Si la noche anterior no se emborrachó, Juan Angel se levanta muy temprano porque dice que a esa hora, a la hora en la que la luz de la madrugada es todavía indecisa y las estrellas brillan en silencio a lo lejos, es cuando más puede producir. La última vez que estuve en su casa -hace de esto dos semanas- llegue a media mañana y estaba terminando de traducir un poema de Manuel Bandeira, un poeta que según él es el más importante de la poesía brasileña, aunque si mal no recuerdo, algo parecido me dijo en otro momento de Drummond de Andrade y, obligado a hacer memoria, también recuerdo, que una noche de enero, que hacía mucho calor y nos habíamos quedado en la galería tomando vino después de haber comido una boga asada, me comentó que el mejor poeta de todos los tiempos era Augusto Federico Schmidt, un elegante y distinguido diplomático conservador que allá lejos y hace tiempo supo ser amigo de Arturo Frondizi.

Esa mañana, repito, lo esperé a que termine de traducir el poema de Bandeira y mientras él trabajaba me dediqué a fumar, cebar mate y mirar algunos borradores de sus propios poemas, una licencia que Juan Angel me permite porque somos amigos y porque sabe que me interesa mucho su poesía y, muy en particular, la que está escribiendo en los últimos tiempos.

A mi modesto juicio la poesía de Juan Angel debe ser una de las más importantes que se está escribiendo en estos momentos en la Argentina; esta verdad la sabemos un puñado de amigos y dos o tres críticos importantes de Buenos Aires y nadie más, tampoco creo que sea necesario que alguien más se entere, en tanto Juan Angel, como yo, creemos que la tarea del poeta no es la de transformarse en un best sellers, sino en escribir y esperar que sean los lectores los que descubran esa obra.

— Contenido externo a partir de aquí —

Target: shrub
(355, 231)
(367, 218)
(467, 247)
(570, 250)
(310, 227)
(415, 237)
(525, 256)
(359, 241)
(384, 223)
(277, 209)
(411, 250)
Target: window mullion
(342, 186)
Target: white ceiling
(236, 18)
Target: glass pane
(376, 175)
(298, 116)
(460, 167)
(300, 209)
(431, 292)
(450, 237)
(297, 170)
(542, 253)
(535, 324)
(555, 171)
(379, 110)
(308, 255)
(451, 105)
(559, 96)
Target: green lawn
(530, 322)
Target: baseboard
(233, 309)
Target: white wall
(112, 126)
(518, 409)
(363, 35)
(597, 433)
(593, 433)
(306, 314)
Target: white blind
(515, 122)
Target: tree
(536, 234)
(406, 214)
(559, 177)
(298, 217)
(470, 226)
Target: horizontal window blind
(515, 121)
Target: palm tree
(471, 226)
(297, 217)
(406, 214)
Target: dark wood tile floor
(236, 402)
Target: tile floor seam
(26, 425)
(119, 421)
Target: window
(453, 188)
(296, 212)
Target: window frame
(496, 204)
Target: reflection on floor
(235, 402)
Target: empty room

Cuando terminó de hacer lo suyo, nos pusimos a conversar y en algún momento nos fuimos caminando hasta la ruta o, para ser más preciso, hasta la carnicería que está en la ruta, para comprar unas costillas y un par de botellas de vino, porque esa ceremonia -la de recibir a un amigo con un asado y un vino- Juan Angel la respeta desde los tiempos en que Roque vivía en Santa Fe y cada visita era el pretexto para un asado.

Después del asado seguimos conversando en el comedor, rodeados de las artesanías que el mismo fabrica y de la inmensa biblioteca cuyas estanterías ocupan casi toda la pared, pero en algún momento me dijo que lo disculpase pero que iba a ponerse a trabajar, una observación que en el caso de Juan Angel no me molestó para nada, porque sé que la hace de buena fe y en nombre de la poesía, la única pasión a la que Juan Angel le ha sido fiel.